Swan Song by Robert R. McCammon
My rating: 5 of 5 stars
This is a long, intimidating book that starts off really grim, with a nuclear apocalypse killing hundreds of millions of people, and scorching the skies. I'm glad I listened to all of the people who praised it, though, and kept going. The payoff is well worth getting through the depressing start.
While the book never states the year it's taking place, it's clearly an alternate 1987. There are too many cultural markers tying it to that time in US history. This version of 1987 has the cold war escalating rather than fizzling out, and culminating in the launch of every nuclear device on the planet. Many hit their targets, but many fall out of the sky to wreak havoc on US soil. There are survivors, but most are badly burned, and they have to scrabble to find food and potable water, not to mention a reason to keep going.
Within this category of survivors are Colonel James P. Macklin, Roland Croninger, Sue Wanda (Swan) Prescott, Josh Hutchins, and a bag lady on the streets of Manhattan who goes by Sister Creep. Each character has their own struggles in the post-apocalyptic landscape, and the book paints the aftermath in their personal conflicts. Meanwhile, there's an unnamed man often referred to as The Man with the Scarlet Eye who can shift his appearance at will, create fire from his hands, and make people do his bidding. He revels in pain and death and corruption, and makes it his life's mission to stomp out what little hope humanity has left after the events that end the world.
This book is often compared to The Stand, and it's a fair comparison. End of the world, good versus evil, and there's a personification of the devil walking around. The differences don't end with the causes of the end of the world, though. Swan is a far more sympathetic perspective character than Mother Abigail, and The Man with the Scarlet Eye is a much more sinister force than Randall Flagg. He doesn't simply amass a force; he insinuates himself into the very souls of the survivors, so that even good people are led to do terrible things, never realizing the evil of their actions. I also felt that Swan Song has a greater grasp on human nature. What separates "good" from "evil" characters is how corrupted they are, and many characters reform once they have a reason to hope.

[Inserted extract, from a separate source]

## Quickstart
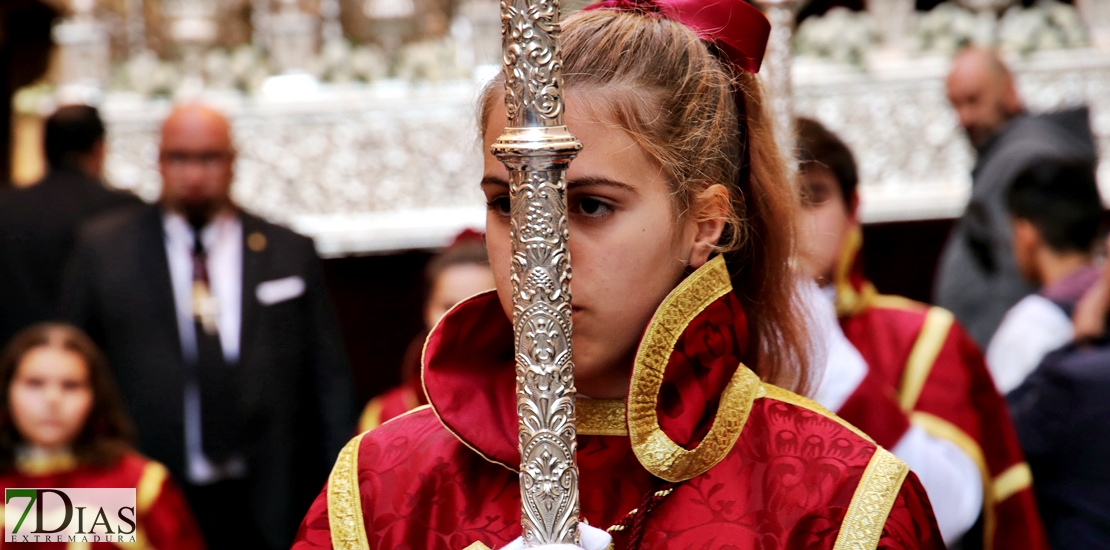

In the end, Swan Song is about the endurance of the human spirit, and how we adapt to even the most trying situations. The message is that life is worth living, so long as we're alive, and that there's always something to hope for. Even in the most hopeless and bleak moments within Swan Song, the characters can find beauty.
I listened to this book on audio, narrated by Tom Stechschulte. He has an authoritative sound, well worth the gravity in this book. He also has a good range of accents, so no two characters sounded alike.